Regarding #27, there are a few traps when talking about sodium and potassium salts:
– It is not true anymore that sodium salts other than NaCl are so irrelevant in our diet that urinary excretion is almost a perfect tool to measure salt intake. Na-nitrate/nitrite, Na-glutamate and Na-benzoate has been constantly increasing during the past decades. This obviously means that sodium and chloride are not necessarily proportional anymore.
– Potassium in natural foods almost exclusively comes together with organic anions such as citrate. These – either directly or indirectly – often used as buffers in the body. In processed foods however, potassium is usually accompanied by inorganic anions, for example chloride.
– Potassium together with its organic anions in sufficient quantities (and those mean proportionally high to sodium) has an adverse effect on high sodium intake: lowering blood pressure, normalizing demineralization of bones, decreasing risk of developing kidney stones, etc. Without information included on potassium intake, dietary sodium is just half relevant.
– Maintaining an imbalance between high extracellular concentration of sodium and high intracellular concentration of potassium is so important in the body that the energy consuming enzymatic process responsible for achieving this consumes at least 20 %, but can draw up to 40 % of our resting energy expenditure! Breaking the ideal ratio of Na-K in the diet puts stress on this system and causes high losses of energy.
- BP increasing effect of high sodium intake better manifests over a longer period of time.
I hope by now you also see some reasons to be concerned about studies only looking at sodium as urinary excretion (i.e. without factoring in junk food and potentially low potassium) and only for a few weeks.

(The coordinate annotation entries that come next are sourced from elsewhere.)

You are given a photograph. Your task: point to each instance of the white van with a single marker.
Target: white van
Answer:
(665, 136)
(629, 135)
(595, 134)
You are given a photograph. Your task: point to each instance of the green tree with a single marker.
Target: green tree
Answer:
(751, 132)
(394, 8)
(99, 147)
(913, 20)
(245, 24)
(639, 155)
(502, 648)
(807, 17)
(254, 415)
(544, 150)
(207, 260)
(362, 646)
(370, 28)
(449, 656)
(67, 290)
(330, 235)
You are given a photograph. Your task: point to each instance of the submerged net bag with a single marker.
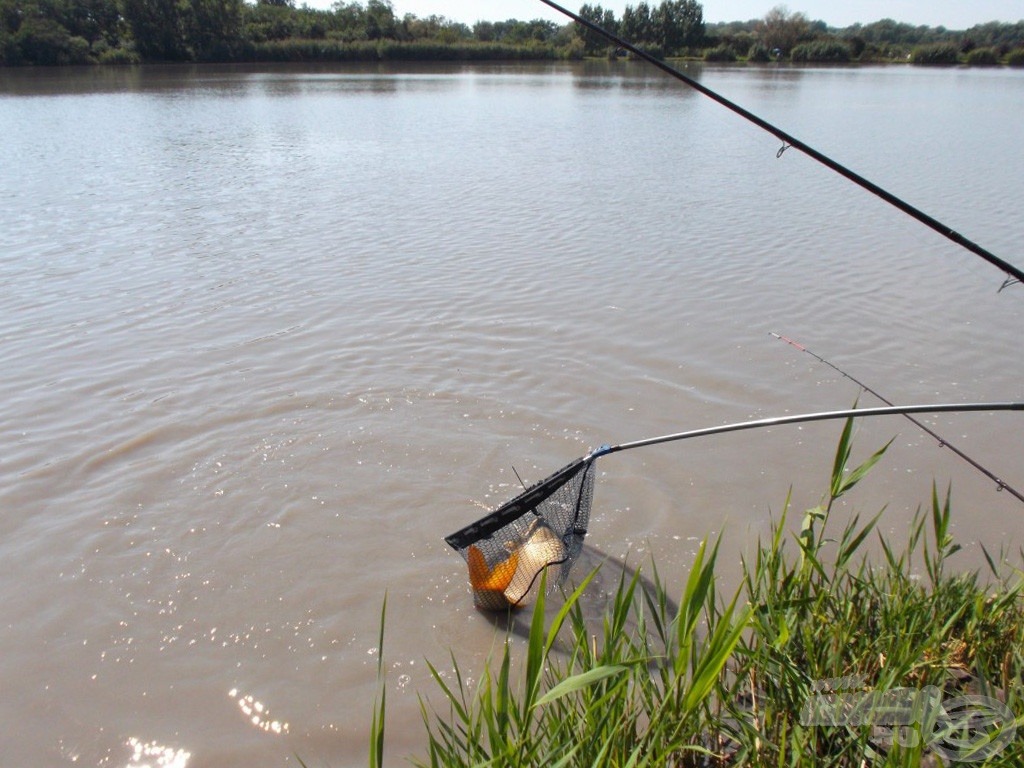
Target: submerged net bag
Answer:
(545, 525)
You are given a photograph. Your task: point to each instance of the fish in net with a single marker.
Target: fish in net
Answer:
(543, 526)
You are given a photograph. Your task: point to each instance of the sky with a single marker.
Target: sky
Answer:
(953, 14)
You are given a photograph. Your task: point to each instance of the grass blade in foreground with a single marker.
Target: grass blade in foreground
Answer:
(738, 682)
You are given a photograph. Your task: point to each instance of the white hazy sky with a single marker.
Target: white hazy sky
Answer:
(954, 14)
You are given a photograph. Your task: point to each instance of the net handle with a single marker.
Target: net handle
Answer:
(954, 408)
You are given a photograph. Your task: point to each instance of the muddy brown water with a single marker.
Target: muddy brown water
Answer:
(267, 335)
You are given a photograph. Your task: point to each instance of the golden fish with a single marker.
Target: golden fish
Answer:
(489, 584)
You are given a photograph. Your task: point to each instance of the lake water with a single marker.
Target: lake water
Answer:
(267, 335)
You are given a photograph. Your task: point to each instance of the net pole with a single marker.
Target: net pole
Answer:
(787, 140)
(954, 408)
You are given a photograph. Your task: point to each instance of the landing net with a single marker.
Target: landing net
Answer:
(545, 525)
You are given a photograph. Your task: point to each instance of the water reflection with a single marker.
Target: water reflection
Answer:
(154, 755)
(257, 713)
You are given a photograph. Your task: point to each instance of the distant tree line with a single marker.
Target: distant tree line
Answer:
(780, 35)
(71, 32)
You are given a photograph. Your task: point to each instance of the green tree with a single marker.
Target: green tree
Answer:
(782, 30)
(213, 29)
(638, 24)
(379, 19)
(158, 28)
(680, 25)
(594, 42)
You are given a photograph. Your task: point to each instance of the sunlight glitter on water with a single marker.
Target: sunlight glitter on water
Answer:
(154, 755)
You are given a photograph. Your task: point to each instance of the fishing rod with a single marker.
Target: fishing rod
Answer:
(999, 483)
(545, 525)
(1016, 274)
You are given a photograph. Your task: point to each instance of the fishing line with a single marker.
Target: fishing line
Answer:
(1016, 273)
(999, 484)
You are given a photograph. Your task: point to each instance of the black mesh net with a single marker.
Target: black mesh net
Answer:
(545, 525)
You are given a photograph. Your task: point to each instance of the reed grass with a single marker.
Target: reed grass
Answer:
(730, 680)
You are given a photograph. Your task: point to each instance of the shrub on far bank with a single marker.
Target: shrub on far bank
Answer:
(720, 53)
(759, 53)
(821, 51)
(937, 54)
(983, 57)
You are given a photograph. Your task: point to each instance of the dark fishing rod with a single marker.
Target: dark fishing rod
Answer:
(999, 483)
(1016, 273)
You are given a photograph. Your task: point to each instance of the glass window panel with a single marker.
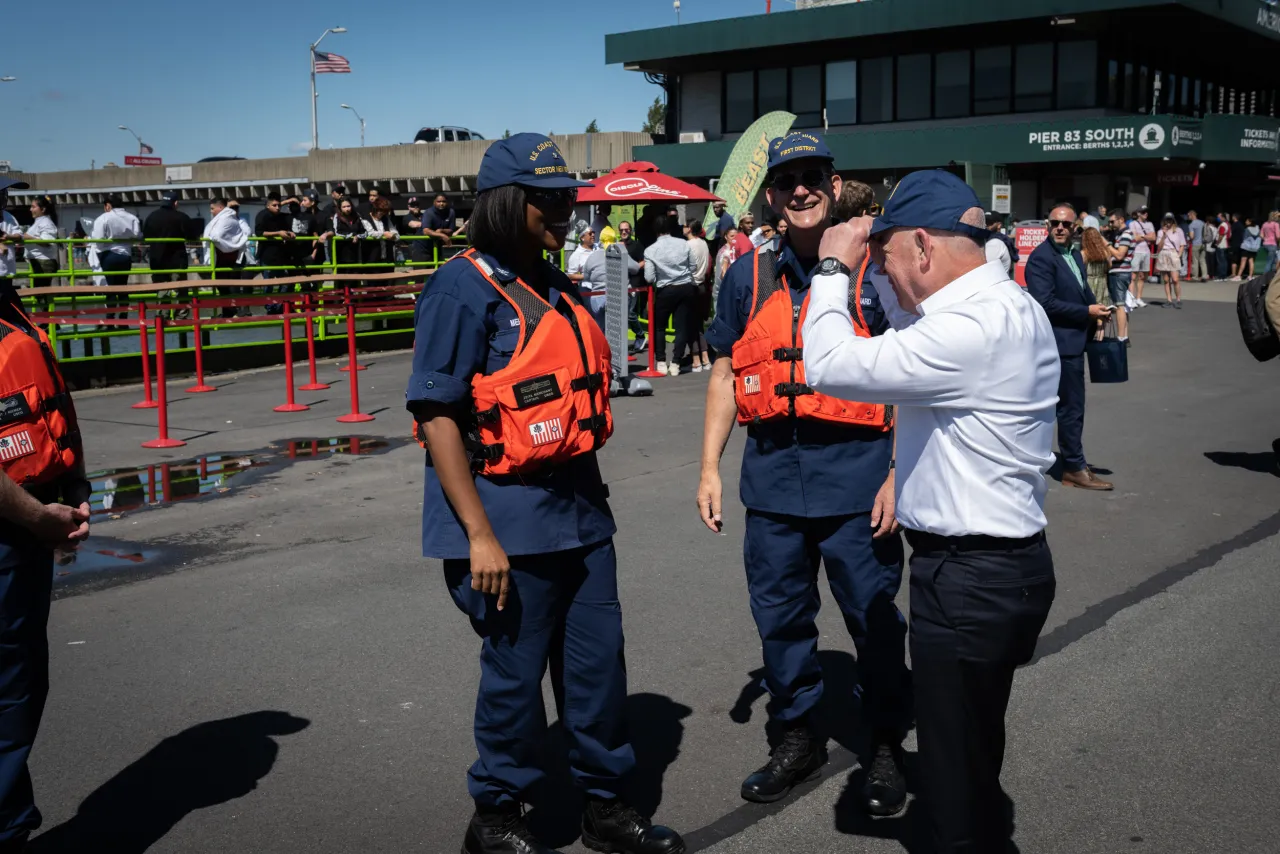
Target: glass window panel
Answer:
(992, 80)
(1033, 77)
(842, 92)
(876, 90)
(739, 100)
(772, 90)
(951, 85)
(1077, 74)
(807, 96)
(914, 76)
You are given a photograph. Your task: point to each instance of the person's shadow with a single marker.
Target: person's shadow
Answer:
(208, 765)
(656, 729)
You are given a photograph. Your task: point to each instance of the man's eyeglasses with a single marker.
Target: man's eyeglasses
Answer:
(812, 178)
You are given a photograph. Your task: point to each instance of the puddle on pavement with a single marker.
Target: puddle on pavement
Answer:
(120, 491)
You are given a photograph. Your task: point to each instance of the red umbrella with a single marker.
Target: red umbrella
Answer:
(640, 181)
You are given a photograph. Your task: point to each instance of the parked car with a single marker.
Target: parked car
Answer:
(446, 135)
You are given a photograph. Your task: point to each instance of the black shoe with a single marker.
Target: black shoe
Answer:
(616, 827)
(501, 830)
(885, 790)
(798, 758)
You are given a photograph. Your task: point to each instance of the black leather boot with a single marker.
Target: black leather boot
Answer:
(501, 830)
(885, 790)
(799, 757)
(615, 827)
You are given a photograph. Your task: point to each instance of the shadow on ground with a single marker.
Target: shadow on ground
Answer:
(208, 765)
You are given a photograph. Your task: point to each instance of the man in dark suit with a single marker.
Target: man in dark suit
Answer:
(1055, 277)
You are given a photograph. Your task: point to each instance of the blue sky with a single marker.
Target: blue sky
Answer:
(196, 83)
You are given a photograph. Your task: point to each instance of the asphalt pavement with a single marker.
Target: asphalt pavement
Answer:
(275, 667)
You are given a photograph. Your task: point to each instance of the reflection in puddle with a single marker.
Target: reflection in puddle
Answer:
(119, 491)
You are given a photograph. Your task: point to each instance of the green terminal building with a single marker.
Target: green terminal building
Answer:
(1118, 103)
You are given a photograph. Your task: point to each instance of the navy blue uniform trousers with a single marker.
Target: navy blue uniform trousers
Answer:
(977, 608)
(1070, 412)
(562, 610)
(26, 584)
(781, 556)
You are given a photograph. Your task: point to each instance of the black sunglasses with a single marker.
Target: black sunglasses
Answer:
(812, 178)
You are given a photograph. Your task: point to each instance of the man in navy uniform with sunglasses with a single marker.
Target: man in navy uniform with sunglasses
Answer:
(818, 487)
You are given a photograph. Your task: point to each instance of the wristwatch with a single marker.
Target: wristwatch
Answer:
(831, 266)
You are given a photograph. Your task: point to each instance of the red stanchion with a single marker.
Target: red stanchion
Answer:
(653, 365)
(200, 387)
(351, 333)
(289, 405)
(314, 386)
(147, 402)
(355, 416)
(163, 439)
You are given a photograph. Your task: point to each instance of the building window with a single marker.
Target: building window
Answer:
(1077, 74)
(876, 90)
(1033, 77)
(914, 74)
(772, 90)
(842, 92)
(739, 101)
(992, 80)
(807, 96)
(951, 85)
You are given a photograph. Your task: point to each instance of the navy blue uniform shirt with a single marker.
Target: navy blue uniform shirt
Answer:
(798, 466)
(464, 327)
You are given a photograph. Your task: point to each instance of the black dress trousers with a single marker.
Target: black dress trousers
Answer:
(978, 604)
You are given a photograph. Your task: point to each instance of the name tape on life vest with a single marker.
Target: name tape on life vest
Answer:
(545, 432)
(16, 446)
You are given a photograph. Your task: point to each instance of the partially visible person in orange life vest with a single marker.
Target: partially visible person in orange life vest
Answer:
(44, 506)
(511, 398)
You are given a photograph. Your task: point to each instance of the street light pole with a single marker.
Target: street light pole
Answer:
(311, 53)
(348, 106)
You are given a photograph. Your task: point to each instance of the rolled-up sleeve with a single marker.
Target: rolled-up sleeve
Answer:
(449, 348)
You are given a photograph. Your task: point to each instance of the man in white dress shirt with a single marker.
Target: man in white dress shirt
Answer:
(973, 368)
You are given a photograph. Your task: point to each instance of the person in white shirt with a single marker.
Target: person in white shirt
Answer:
(972, 366)
(115, 259)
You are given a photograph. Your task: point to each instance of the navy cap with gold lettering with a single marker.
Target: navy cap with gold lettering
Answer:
(528, 159)
(798, 145)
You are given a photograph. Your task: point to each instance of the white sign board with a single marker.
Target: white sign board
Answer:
(1001, 199)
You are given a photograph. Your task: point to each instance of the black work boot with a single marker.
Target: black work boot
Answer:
(616, 827)
(885, 790)
(501, 830)
(799, 757)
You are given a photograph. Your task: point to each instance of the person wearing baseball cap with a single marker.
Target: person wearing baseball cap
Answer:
(817, 483)
(972, 369)
(510, 391)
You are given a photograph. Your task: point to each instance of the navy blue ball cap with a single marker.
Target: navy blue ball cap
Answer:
(931, 199)
(528, 159)
(798, 145)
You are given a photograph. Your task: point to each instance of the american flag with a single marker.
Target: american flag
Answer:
(332, 64)
(545, 432)
(16, 446)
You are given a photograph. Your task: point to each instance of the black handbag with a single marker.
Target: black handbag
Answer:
(1109, 359)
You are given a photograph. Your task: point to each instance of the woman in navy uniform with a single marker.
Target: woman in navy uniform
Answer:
(528, 553)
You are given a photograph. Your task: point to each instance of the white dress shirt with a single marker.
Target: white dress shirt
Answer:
(974, 375)
(117, 224)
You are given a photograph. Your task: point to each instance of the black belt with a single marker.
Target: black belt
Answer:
(926, 542)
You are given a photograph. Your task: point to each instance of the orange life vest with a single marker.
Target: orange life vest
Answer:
(40, 438)
(768, 359)
(552, 400)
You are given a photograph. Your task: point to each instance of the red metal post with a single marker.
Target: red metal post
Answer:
(653, 324)
(163, 439)
(314, 386)
(355, 416)
(147, 402)
(289, 405)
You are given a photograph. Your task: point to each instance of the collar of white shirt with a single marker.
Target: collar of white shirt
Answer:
(960, 290)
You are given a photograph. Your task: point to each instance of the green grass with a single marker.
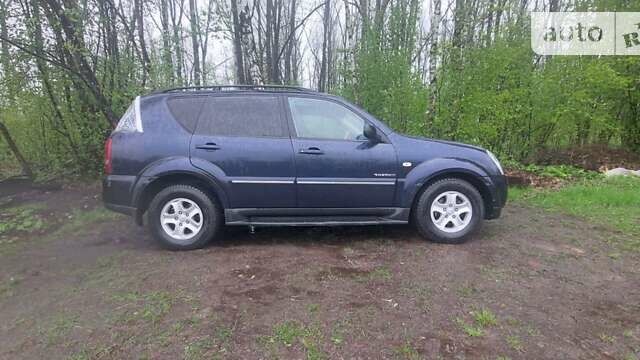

As salt intake has very big variations nowadays and some people do eat 16+ g (more than 4 teaspoons) daily, furthermore as the number of higher risk individuals such as diabetics, people struggling with hypertension, etc. has been ever growing, the advice of reducing sodium intake is getting relevant for more and more folks out there. Just to reiterate my personal view on this: When eating nutrient dense natural foods, it is probably OK to listen to natural cravings and add more salt when feeling like it. However, feeling free to add plenty of salt on top of a high(ish) sodium SAD is a poor interpretation of the study referenced in the original post above.
How do you square those two circles (sentences)? You insist on getting evidence yet then rely on belief! Science isn't meant to be belief or consensus.
Otherwise you seem to do an especially good job in always reacting to the least relevant part of a post. I may uncover a secret with this statement, but I actually prefer discussing ON topic facts and hypotheses to never ending virtual mind fencing...
It's very difficult to argue against beliefs.